If Harlow built the bombshell persona, Marilyn Monroe perfected it. Monroe too was a natural brunette, and she too went to Max Factor, who used an updated version of Harlow’s platinum formula to create Monroe’s signature look. Monroe’s legacy would become her image as the blonde bombshell, the woman with sex appeal so potent it landed like a thrown bomb.
The bombshell’s blondeness classically means that the bombshell is white. In part because of the moment in which the archetype emerged, there is a kind of retro all-American pluck to her look: teased hair, big, blue eyes, tanned white skin that will pop in Technicolor.

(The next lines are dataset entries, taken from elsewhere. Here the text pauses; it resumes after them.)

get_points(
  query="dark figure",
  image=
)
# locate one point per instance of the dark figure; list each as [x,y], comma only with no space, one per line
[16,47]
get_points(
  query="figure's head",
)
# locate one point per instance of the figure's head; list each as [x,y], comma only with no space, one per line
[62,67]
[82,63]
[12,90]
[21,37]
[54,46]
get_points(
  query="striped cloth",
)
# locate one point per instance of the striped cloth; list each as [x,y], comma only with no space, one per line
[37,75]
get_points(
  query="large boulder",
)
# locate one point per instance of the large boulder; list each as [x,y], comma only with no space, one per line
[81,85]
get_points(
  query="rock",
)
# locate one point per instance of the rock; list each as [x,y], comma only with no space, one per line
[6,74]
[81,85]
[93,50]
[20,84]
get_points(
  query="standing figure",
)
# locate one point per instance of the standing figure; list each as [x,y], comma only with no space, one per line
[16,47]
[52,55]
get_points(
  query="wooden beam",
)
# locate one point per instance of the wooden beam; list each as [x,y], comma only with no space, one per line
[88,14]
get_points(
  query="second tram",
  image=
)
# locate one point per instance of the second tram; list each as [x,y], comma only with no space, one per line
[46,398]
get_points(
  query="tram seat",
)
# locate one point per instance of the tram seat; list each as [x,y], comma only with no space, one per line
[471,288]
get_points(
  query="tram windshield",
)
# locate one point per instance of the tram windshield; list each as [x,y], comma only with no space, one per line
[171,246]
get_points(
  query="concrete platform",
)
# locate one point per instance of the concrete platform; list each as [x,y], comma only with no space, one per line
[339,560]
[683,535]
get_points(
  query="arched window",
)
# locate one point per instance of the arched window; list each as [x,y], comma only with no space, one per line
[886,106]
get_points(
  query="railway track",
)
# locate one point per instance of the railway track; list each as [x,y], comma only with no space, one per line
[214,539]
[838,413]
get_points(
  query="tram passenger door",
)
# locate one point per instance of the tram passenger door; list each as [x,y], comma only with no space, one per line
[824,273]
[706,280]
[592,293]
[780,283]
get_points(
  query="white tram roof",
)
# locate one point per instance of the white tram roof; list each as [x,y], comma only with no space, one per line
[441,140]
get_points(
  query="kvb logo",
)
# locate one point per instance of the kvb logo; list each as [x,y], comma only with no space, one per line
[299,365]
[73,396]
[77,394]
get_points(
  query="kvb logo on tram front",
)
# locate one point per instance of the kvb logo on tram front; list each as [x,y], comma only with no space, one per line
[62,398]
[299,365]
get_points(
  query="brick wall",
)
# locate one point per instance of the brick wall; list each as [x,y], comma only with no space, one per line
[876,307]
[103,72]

Her blondeness, powerful and artificial, seems to amplify her whiteness, almost to burlesque it. It’s part of her exclusive and racialized desirability: The bombshell is the most attractive woman in the world, and she is firmly, WASPily white.
The bombshell is hypersexual but innocent; powerful but naive. She is both an empowering image of feminine soft power and a regressive conservative ideal: unapologetically sexual in a way that plays against puritanical norms; at the same time girlish, compliant, unthreatening. The power of her sexuality becomes unthreatening because the blonde bombshell is too stupid and naive to ever use it against a watching man.
That’s part of the joke of Sweeney’s “biggest misconception about me” line: The blonde bombshell is supposed to be dumb. It’s part of what makes her hot.
It’s also part of why the jeans/genes ad inspires such a strange mixture of glee and discomfort in its watching audience. When Sweeney lingers on her blondeness and her curves to evoke the bombshell, she’s invoking a powerful archetype. The blonde bombshell comes with an association of retro ’50s Americana that’s comforting for an audience that imagines that America peaked in the postwar decades. For another audience, less powerful than the nostalgia is the implied threat that comes with it: This is what good genes look like, and if you deviate from the norm, you can be punished.
To be clear, there’s no reason to think Sweeney is clued into any of these malevolent implications when she shows off her curves in a jeans ad. She likes to nod to Marilyn Monroe in her styling, in the same way that lots of actresses celebrated for their sex appeal do.
But the archetype is so powerful that you can’t leave behind its baggage. The blonde bombshell embodies ideas of race and gender so thoroughly that she seems to invite political readings. We become obsessed with Sweeney’s politics because the political symbolism behind blonde bombshell is among the most potent forces in American celebrity.